Ia mengerang, “Kenapa akhir-akhir ini seperti ini?” Ia memijat kepalanya. Paula berjalan sempoyongan dengan bau alkohol semalam yang masih menyengat. 

Wanita itu berjalan keluar. Terdapat dua penjaga di depan kamarnya, ia tidak peduli. Paula membuka lemari makanan – mencari penawar alkohol.

Dia tidak gila, hanya saja akhir-akhir ini pikiran lama-nya terbuka kembali. Bayangan gelap yang selama ini lenyap datang lagi.

Paula memilih air kelapa sebagai penawar rasa mual dari efek minuman-nya semalam. Sempat berhenti meneguk, ia kembali menghabiskannya. 

Kembali ke kamarnya, beberapa kali berpapasan dengan pekerja-nya. Mereka menunduk dan menyapa, walau wanita itu tak menghiraukannya.

Tidak heran kamarnya yang tadi berantakan dan menyisakan botol serta puntung rokok yang berserakan dimana-mana, kini terlihat bersih dan rapih. 

Paula memiliki banyak uang dari penghasilannya untuk menyewa cukup banyak pekerja di rumahnya. Ada sekitar tujuh belas pekerja rumah dan tujuh penjaga yang bergantian untuk berada disekitarnya.

Bukan karena rumahnya luas, sebenarnya untuk satu atau dua saja sudah cukup; karena tidak semua ruangan terpakai atau karena ada hal yang membuatnya terancam. Paula hanya kesepian.

Paula menarik kabel telepon kamarnya; menghubungi penyetir-nya, “Lima belas menit. De Flore.” Ia menutup cepat telepon itu.

Berjalan diantara pakaian-pakaiannya setelah merendam diri di air hangat membuat pikirannya sedikit lebih baik.

Mungkin jika dikatakan trauma itu terlalu berlebihan, tapi rasanya seperti sesuatu gelap membuatnya buta akan dunia yang harus ia jalani.

Rasanya sesak mengingat apa yang mereka lakukan, atas hal yang bahkan tidak ia perbuat. Kehilangan kepercayaan dari orang sekitarnya membuat Paula tidak ingin memiliki ikatan pada siapapun.

De Flore.

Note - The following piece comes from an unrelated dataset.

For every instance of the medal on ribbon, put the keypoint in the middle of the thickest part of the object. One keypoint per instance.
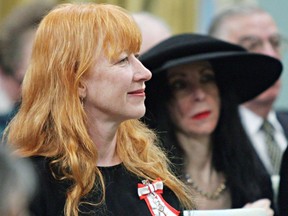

Ia sudah sampai pada tujuannya, nampaknya Paula datang terlalu cepat. 

Wanita itu menarik kursi, seorang pelayan menghampirinya. “Ada yang mau kau pesan, Nona?”

Paula menggeleng, “Nanti saja.” 

Dengan susah payah ia meyakinkan diri untuk pergi. Dalam hatinya seakan mengatakan untuk membuka diri kembali ke dalam hal kelam yang pernah ia ketahui.

“Maaf aku sempat tersesat.” gadis itu menaruh diri-nya pada kursi di depan Paula.

Paula mendengus, “Tak apa, aku juga baru sampai.”

“Pasti susah untuk pergi sembunyi-sembunyi, bukan, El?”

Gadis itu mengangguk, “Ya begitu. Terima kasih mau menemuiku lagi.”

“Apa reaksi mereka?” tanya Paula tanpa basa-basi. Tentu saja dia ingin tahu bagaimana reaksi mantan keluarga-nya ketika ia kembali muncul di halaman surat kabar setelah mereka membuang dirinya.

“Sepertinya mereka sudah mendapatkan surat kabar pagi ini, sebelum sempat bertemu denganku.” Paula mengernyit. “Aku tidak pulang, aku menginap di rumah Nyonya Chris. Terlalu takut, entah malas menjawab pertanyaan mereka nantinya. Dan aku yakin mereka akan melarangku menemuimu.” El menjelaskan.

Paula mengangguk, “Giliranku. Aku hanya ingin kau memahami keluarga-mu lebih dari yang kau tahu.” Ia mengeluarkan sebuah buku usang dari tas-nya. 

Buku berwarna kelabu yang cukup tebal kira-kira tiga inci. El menerimanya dengan hati-hati, buku itu cukup berat. Ia menimbang beratnya, mengira-ngira itu seberat 4 pon.

“Mungkin terlihat membosankan, tapi jika kau baca dengan pikiran kosong itu akan menjadi sangat menarik. Tapi percayalah jangan terlalu terlena, kau akan menyesal.”

El kebingungan, “Sebenarnya ini apa? kau bilang akan menceritakannya semua padaku.”

“Memang. Semua pertanyaanmu akan terjawab disitu.” Paula menunjuk buku itu. “Dan kau akan tahu seperti apa keluarga-mu itu, rahasia mereka tercantum pada buku itu.”